Education Technology

NCTE: Collaborating on Setting

Published on 07/19/2006

Activity Overview

Students will analyze the settings of several short stories, study the mood created by the settings, and write brief sketches. They will then evaluate how setting is used to contribute to the meaning and literary merit of the selected stories.

Before the Activity

See the attached Activity PDF file for detailed instructions for this activity.

Print the appropriate pages from the Activity for your class.

Install the NoteFolio(tm) App on the students' graphing calculators following the attached instructions.

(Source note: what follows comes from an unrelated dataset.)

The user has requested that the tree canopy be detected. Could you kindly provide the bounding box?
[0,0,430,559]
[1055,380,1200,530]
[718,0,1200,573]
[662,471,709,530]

Review the terms setting and mood. Refer to the setting sketches from Activity 1 as a form of quick review. Remind the class of the ways in which critical information about the story is presented by means of the setting.

During the Activity

  • Distribute the appropriate pages from the Activity to your class
  • Distribute the NoteFolio(tm) file(s) to your class using TI Connect(tm) and the appropriate TI Connectivity cable
  • Follow the procedures outlined in the Activity


  • Students will:
  • Comprehend setting and mood.
  • Analyze a short story to identify setting and the mood it creates.
  • Develop their own detailed settings.
  • Write short setting sketches.
  • Identify and evaluate the literary element of setting in professional models and peer writing.
  • After the Activity

    When the groups have completed their work, select different students to share their setting sketches. As a class, critique the sketches for accuracy. Students should agree on and understand setting and mood as developed by the details of time, place, thoughts/feelings, and statements/quotations.

    As a final exercise, lead the class in critiquing the author?s use of setting as it contributes to the meaning and literary merit of the story. If the student groups analyzed different stories, then choose the one story with which the entire class is most familiar. Identify elements that set the mood of the story (or stories, if the groups analyzed different stories.) The teacher may wish to tell the class that they will be developing original settings using these criteria in the next activity.